Students at Robeson High, in one of Chicago's most dangerous neighborhoods, Englewood. Image by Carlos Javier Ortiz. United States, 2009.

Members of St. Sabina Church gather to pray after a peace march in the Auburn Gresham neighborhood of Chicago. Image by Carlos Javier Ortiz. United States, 2013.

Family photos hang on a wall in the Perteet home in Chicago. Image by Carlos Javier Ortiz. United States, 2012.

Students at Robeson High face many challenges. As they enter school they have to walk through metal detectors, witness fights, and often do not know what they are doing on a day-to-day basis. Image by Carlos Javier Ortiz. United States, 2009.

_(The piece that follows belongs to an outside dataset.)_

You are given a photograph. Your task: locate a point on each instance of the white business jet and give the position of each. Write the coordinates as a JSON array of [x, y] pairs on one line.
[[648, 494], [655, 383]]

Community organizers commemorate the one-year anniversary of the death of Damian Turner in August 2011. Turner was 18 when a stray bullet hit him while he was outside his home in the Woodlawn neighborhood of Chicago. Image by Carlos Javier Ortiz. United States, 2011.

After five years in office, America’s first black president may finally be getting serious about helping young minority men.

The White House announced earlier this month that President Barack Obama is set to launch a new initiative called “My Brother’s Keeper,” aimed at bolstering the lives of young men of color – a demographic far too often trapped in cycles of poverty, academic failure and incarceration.

“We’re going to pull together private philanthropists, foundations, working with governors and mayors and churches and non-profits and we’re just going to focus on young men of color and find ways in which we can create more pathways to success for them,” Obama said in an interview that aired during the NBA All-Star game on Sunday.